It's early days, but Darling's midweek budget is starting to look like a disaster for New Labour.
Although a majority seems happy with the idea of taxing the rich, most people see through New Labour's cynicism. Their sudden discovery of income inequality comes too late to save them.
If the tax hike was meant to be a trap for the Conservatives, Cameron and Osborne have inconveniently stepped aside. They know that the next election is in the bag. New Labour have comprehensively wrecked the UK economy and therefore a undemanding strategy of saying little and waiting should be sufficient to see a Conservative government safely established by June next year.
As an electoral tactic, the budget has failed. However, as Brown contemptuously focused on trying to embarrass the Conservatives, he neglected the core issue that now confronts the UK. Simply put, the question is fiscal sustainability. Brown and Darling are planning for two straight years of deficits in excess of 12 percent of GDP? Can they get away with it?
It all depends on what we mean by "get away with it". Many newspapers today, most notably the Wall Street Journal and the Telegraph, openly questioned whether the UK government can sell the huge quantities of debt required to finance the Darling’s deficits.
There is a strong implication that the UK could be heading for a sudden disaster. Investors may go on strike and refuse to buy government paper. It has happened before, most notably in the 1970s, when an earlier Labour government tried to run up large deficits, which were ironically, significantly smaller than the ones that Brown and Darling are proposing today.

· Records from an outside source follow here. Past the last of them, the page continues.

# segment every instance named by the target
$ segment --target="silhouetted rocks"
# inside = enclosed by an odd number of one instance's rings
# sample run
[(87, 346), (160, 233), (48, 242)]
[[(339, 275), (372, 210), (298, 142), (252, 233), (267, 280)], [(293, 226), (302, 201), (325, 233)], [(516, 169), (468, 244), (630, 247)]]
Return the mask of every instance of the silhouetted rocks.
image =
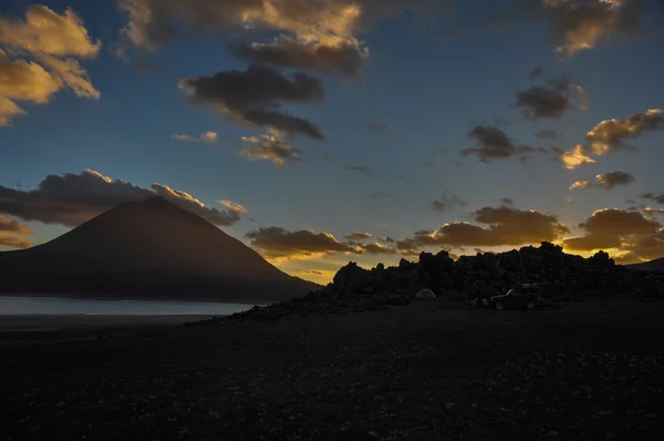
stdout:
[(507, 253), (478, 253), (454, 261), (447, 252), (422, 253), (418, 261), (402, 258), (397, 266), (364, 269), (356, 263), (341, 268), (326, 287), (305, 297), (236, 315), (276, 319), (289, 314), (346, 314), (384, 309), (415, 301), (430, 289), (438, 300), (486, 298), (516, 284), (538, 283), (550, 299), (632, 297), (664, 298), (664, 274), (615, 265), (608, 253), (583, 258), (543, 242)]

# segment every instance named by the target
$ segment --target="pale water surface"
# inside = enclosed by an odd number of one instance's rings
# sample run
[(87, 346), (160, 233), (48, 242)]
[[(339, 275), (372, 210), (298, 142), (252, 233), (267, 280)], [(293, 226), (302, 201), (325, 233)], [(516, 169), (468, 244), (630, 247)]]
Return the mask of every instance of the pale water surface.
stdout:
[(201, 301), (89, 300), (55, 297), (0, 296), (0, 315), (91, 316), (227, 316), (250, 309), (253, 305)]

It is of course always exciting to contemplate catastrophe. Moreover, economists and journalists are particularly prone to apocalyptic visions. Personally, I shouldn't be too critical here. I, too, have been known to dabble with colourful language to describe the future.
A more serious and probable risk comes from interest rates. Investors, at least in the short run, will be willing to buy government debt so long as they are adequately compensated. This means if the yield is high enough, the investors will come.
Government debt yields do not live in isolation from other interest rates in the economy. If the government has to pay more on its new debt, this will pull up rates on corporate bonds, mortgages and even personal borrowing.
As a tsunami of government debt hits UK capital markets, the high yields required to finance the government's huge deficits will squeeze out public sector investment and consumption. This is known as crowding out. It was something very familiar to Brown's predecessors - Callaghan and Wilson.
None of this will matter to Brown. By the time government yields start to rise, and bring down the private sector, he will be blissfully drawing his pension and waiting for his knighthood. It will be some else's problem.